The path returned to rocky switchbacks, only this time the rocks were wet from the waterfall’s mist.  I counted seven small waterfalls that flowed through the path where I jumped from rock to rock in an attempt to keep my feet dry.  I eventually gave up when the path acted as a waterfall itself at certain points in the trail.  After about another half mile, I reached the base of the fall where water bounced off the enormous cliff that towered above me.  I had to settle with being satisfied by this view and retrace my steps back to Petey and VANilla.  The view was fantastic and as I scampered back down the trail to the area that provided the first glimpse of the fall, the cloud had shifted and the entire upper fall was in sight!  As I passed many tired souls wondering how much further it was to the top, I concluded that I will have to return to Yosemite sans dog and attack a handful of trails.  They are just too good to pass up.

Arch Rock

While the views of the fall for the first two miles of the hike were few and far between, the trail was amazing for the following reasons:  1.  It was natural…meaning not paved.  2.  It was exhilarating…not too hard, but required effort.  3.  I’m quite certain looking down from the top would be extraordinary.  It went against all my competitive instincts to have to return to Petey, but he’s a living creature that loves me and depends on me, and I don’t like leaving him locked in VANilla for more than a few hours at a time.

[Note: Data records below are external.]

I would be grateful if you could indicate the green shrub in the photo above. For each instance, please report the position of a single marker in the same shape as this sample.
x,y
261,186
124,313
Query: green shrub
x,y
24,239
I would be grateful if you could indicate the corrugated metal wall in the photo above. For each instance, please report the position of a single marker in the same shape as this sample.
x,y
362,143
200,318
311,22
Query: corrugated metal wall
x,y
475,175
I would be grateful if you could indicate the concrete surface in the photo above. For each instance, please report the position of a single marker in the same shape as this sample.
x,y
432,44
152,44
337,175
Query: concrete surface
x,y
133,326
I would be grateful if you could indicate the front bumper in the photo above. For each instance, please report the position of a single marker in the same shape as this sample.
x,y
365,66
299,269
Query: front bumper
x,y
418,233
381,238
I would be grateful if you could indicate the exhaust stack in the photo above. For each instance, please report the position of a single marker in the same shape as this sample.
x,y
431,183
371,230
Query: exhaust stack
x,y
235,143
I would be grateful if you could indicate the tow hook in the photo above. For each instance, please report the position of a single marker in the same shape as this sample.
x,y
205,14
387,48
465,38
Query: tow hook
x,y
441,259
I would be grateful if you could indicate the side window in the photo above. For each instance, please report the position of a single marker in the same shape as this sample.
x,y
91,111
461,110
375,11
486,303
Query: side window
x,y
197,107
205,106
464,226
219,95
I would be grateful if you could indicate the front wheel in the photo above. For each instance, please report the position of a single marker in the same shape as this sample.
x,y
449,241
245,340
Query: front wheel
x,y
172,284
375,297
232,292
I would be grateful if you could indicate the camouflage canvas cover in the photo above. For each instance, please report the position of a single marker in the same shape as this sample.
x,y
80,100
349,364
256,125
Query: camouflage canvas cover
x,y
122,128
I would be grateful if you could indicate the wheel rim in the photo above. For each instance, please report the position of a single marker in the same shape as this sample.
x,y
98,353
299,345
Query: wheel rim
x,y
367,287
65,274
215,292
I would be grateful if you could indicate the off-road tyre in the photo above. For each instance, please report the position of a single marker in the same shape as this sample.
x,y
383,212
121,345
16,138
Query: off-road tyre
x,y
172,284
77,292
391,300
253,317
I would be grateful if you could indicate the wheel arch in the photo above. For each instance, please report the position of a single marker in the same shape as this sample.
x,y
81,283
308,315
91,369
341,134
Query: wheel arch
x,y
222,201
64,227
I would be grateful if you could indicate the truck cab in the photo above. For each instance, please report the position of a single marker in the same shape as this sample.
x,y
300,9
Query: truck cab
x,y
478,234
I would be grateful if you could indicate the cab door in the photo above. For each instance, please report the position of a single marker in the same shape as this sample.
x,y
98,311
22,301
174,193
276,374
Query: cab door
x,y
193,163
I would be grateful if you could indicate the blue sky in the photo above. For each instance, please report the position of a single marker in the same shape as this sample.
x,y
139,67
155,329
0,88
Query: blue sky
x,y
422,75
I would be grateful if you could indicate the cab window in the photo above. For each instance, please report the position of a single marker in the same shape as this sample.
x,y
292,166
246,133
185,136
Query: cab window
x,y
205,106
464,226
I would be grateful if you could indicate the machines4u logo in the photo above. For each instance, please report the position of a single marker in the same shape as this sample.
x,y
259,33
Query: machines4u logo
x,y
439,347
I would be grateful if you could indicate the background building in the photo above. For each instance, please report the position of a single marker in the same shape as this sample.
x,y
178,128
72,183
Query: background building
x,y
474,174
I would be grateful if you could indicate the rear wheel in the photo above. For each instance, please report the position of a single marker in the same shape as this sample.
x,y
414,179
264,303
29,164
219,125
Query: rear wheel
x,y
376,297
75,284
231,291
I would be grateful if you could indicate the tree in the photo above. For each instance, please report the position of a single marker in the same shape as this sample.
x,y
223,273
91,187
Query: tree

He was so happy to see me as he entered into his high pitched whine when I reached the parking lot.  After a quick lunch, I took him for a much deserved walk around a different part of the valley.  This time we started near Sentinel Bridge, walked past Lower Yosemite Fall Trail, through Yosemite Lodge, across the meadow on Swinging Bridge, and back to the parking lot.

After our walk, we took another drive around the valley and went back to the park entry point on 140.  I really enjoyed this entry point, but didn’t stop to take pictures because I wanted to assure myself a good parking spot and hiking time without mobs of people.  We took in the view of Bridalveil Fall from across the valley, stopped at Arch Rock, and admired The Cascades that by August dwindle to a trickle.  By this time it was mid-afternoon, so we went to claim our campsite in North Pines LOCATED IN THE VALLEY!

I left Petey with VANilla in the campgrounds and took one last walk for the day to Mirror Lake.  Mirror Lake is seasonal, meaning the water isn’t always there.  In fact, Nineteenth century tourists admired the reflections on the surface so much that entrepreneurs tried to expand the lake by piling boulders onto a natural dam.  Ironically, this caused the pool to fill with silt and now requires regular dredging.

Given the river crested last night, I was quite certain that I’d find water…and I did.  Even if water hadn’t filled the pool, the lake is situated beneath Half Dome’s 4,800 foot sheer face which was a tremendous sight itself.  I had hoped to find Half Dome reflecting on the water’s surface, instead I found Mt. Watkins.  While the area was pretty, having snapped the reflection of Yosemite Fall in the river the other day and being forced to follow the road to the lake as opposed to the trail since a landslide was blocking the path, I have to say Mirror Lake didn’t meet my expectations.  Oh well, the Upper Yosemite Fall Trail more than made up for it.  Tomorrow I plan to take Petey on one last walk near The Ahwahnee Hotel and the Royal Arches before I travel to Reno.  For anyone who has visited Yosemite in the summer, I haven’t mentioned Glacier Point or the sights on Tioga Road because these roads are closed for the winter.  I hope to visit these areas in October should the weather cooperate. ETB

 

4 thoughts on “Day 162 – Yosemite and Beyond – Part 3”

  1. Wow, every picture you took in Yosemite looks like a postcard. We were there last summer (the first time I had been since I was a kid). Obviously there wasn’t as much water and there were more people, but it was still an amazing place. I’m so glad you got to see it. I highly recommend Glacier Point. Fantastic views. Jorge and I took the hike down from there to the Valley. Amazing.